ISSN 2039-1676


04 marzo 2014

Prime prese di posizione della Corte di cassazione sulla nuova disciplina sanzionatoria in tema di stupefacenti

Cass., Sez. IV, 28 febbraio 2014, Pres. Zecca, Rel. Dell'Utri, Dovere, D'Isa (informazioni provvisorie)

Diamo immediatamente notizia, considerato il loro rilevante interesse pratico, pur in costanza dell'annunciata breve pausa delle nostre pubblicazioni, di tre decisioni assunte dalla quarta sezione penale della Corte di cassazione all'udienza pubblica del 28 febbraio 2014.

Si trattava di valutare le conseguenze convergenti del decreto-legge n. 146 del 2013, convertito nella legge n. 10 del 2014, e della sentenza 25 febbraio 2014, n. 32, della Consulta,  che ha dichiarato illegittima in parte qua la legge Fini-Giovanardi (su cui v. gli ampi commenti di Viganò e Della Bella in questa Rivista, 12, 26 e 27 febbraio 2014, tutti raggiungibili mediante link posti sul lato destro dello schermo).

Non sfugga la circostanza che le decisioni in questione intervengono ad avvenuto deposito della citata sentenza costituzionale, ma a non ancora avvenuta sua pubblicazione nella Gazzetta ufficiale della Repubblica, dal giorno successivo alla quale si producono, com'è noto, gli effetti caducatori ad essa collegati (la pubblicazione dovrebbe intervenire domani, 5 marzo 2014).

Le tre decisioni si iscrivono nel tema, ampiamente esaminato nei commenti sopra citati, delle conseguenze di diritto intertemporale discendenti dalla sentenza della Consulta.

Nel primo caso si trattava di stabilire se, successivamente all'entrata in vigore del d.l. 23 dicembre 2013 n. 146, convertito con modificazioni, nella legge 21 febbraio 2014 n. 10, l'ipotesi del fatto di lieve entità, prevista dall'art. 73, comma 5, d.p.r. n. 309 del 1990 (t.u. delle leggi in materia di stupefacenti e sostanze psicotrope), risulti configurabile come reato autonomo punito con la reclusione da uno a cinque anni e la multa da 3.000 e 26.000 euro.
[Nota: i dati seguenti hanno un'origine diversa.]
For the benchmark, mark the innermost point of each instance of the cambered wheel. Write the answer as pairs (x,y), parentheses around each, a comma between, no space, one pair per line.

La questione era stata risolta affermativamente già dalla VI sezione penale della Corte suprema (si veda la informazione provvisoria pubblicata dalla nostra Rivista), ma il quesito si è posto in termini nuovi a seguito della sentenza n. 32 del 2014 della Corte costituzionale, ed a tale quesito si riferisce la prima delle decisioni in commento (Pres. Zecca, rel. Dell'Utri, ric. Verderamo).

Corollario di tale scelta interpretativa (qualificazione come reato autonomo dell'ipotesi del fatto di lieve entità, di cui all'art. 73, comma 5, d.p.r. n. 309 del 199), è che la variazione di pena dovuta per le eventuali circostanze del reato riconosciute dal giudice deve essere operata sulla quantità della pena che il giudice applicherebbe al reo qualora non concorresse la circostanza che determina l'aumento o la diminuzione: in tali termini si è espressa la seconda decisione (Pres. Zecca, rel. Dovere, ric. Spampinato).

Nel terzo caso veniva in rilievo la questione se, a seguito della sentenza 25 febbraio 2014, n. 32, della Corte costituzionale, con il ripristino della distinzione tra droghe pesanti e droghe leggere prevista dalla legge Iervolino-Vassalli, in caso di contestazione di più episodi di detenzione a fine di spaccio dei predetti diversi tipi di droga, già ritenuti in continuazione ai sensi dell'art. 81, cpv., c.p., debbano essere diversificati i corrispondenti aumenti di pena inflitti a tale titolo (Pres. Zecca, rel. D'Isa, ric. Pagano).

Le questioni esaminate hanno ricevuto tutte soluzione affermativa.

Sarà cura della nostra  Rivista pubblicare, non appena depositate, le motivazioni delle predette  decisioni. (GR).